Von dem „Booster“ profitieren auch Bürgerinnen und Bürger. Voraussichtlich ab Herbst
können Anträge auf Zuschüsse gestellt werden. Voraussetzung ist eine Mindestinvestition
von 10.000 Euro. Förderfähig sind bis zu 35 Prozent der Ausgaben, beispielsweise für
den Umbau von Wirtschaftsgebäuden zu Wohnraum, aber auch für die Erweiterung und
Neuanlage von privaten Hof-, Garten- und Grünflächen.
Die Stadtverordnetenversammlung hatte im Februar 2026 mit einem einstimmigen
Beschluss den Weg freigemacht. Vorausgegangen war die Erstellung eines kommunalen
Entwicklungskonzeptes, kurz KEK, bei dem Johannes Michel und Tamara Rexroth vom
Main-Kinzig-Kreis entscheidend mitgewirkt hatten. Das KEK listet über zwei Dutzend Maßnahmen auf. Neben großen Projekten wie der Ertüchtigung der Willi-Salzmann-Halle
sind darin auch kleinere Maßnahmen enthalten, beispielsweise die Umgestaltungen von
Plätzen. Ein weiteres Vorhaben ist die Entwicklung des Areals an der Schlossbergstraße
in Windecken zu einem touristischen Erlebnisort mit dem Ensemble Vorplatz Schloss,
Bandkeramikhaus und Hexenturm. Was letztlich umgesetzt wird, darüber entscheiden die
Stadtverordneten in Zusammenarbeit mit den Ortsbeiräten und einer Steuerungsgruppe.
„Unsere fünf Stadtteile haben jeweils ihren eigenen Charakter, ihren eigenen Charme und
ihre eigenen Vorzüge.

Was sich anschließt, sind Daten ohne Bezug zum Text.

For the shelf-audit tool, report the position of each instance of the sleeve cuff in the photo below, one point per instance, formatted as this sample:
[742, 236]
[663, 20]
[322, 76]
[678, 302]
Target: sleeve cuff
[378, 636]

Diese Vielfalt wollen wir bewahren und gleichzeitig das Miteinander
stärken. Die Bürgerinnen und Bürger können mit privaten Maßnahmen einen großen
Beitrag leisten“, wirbt Bürgermeister Bär für die Teilnahme am Landesprogramm
Dorfentwicklung.
Das Landesprogramm läuft von 2026 bis 2032. Jährlich stellt das Land Hessen mehr als
40 Millionen Euro an Zuschüssen zur Verfügung. Mit einer verstärkten Innenentwicklung
der Ortskerne im Zuge der Dorfentwicklung entsteht eine zweite Säule zur Schaffung von
Wohnraum, die den Flächenverbrauch reduziert. Innenentwicklung, moderne
Bürgerhäuser zur Förderung eines aktiven Vereins- und Gemeinschaftslebens sowie die
zeitgemäße Umgestaltung von Dorfplätzen und Grünanlagen zu attraktiven
Freizeitangebote sind die drei Handlungsfelder der Dorfentwicklung.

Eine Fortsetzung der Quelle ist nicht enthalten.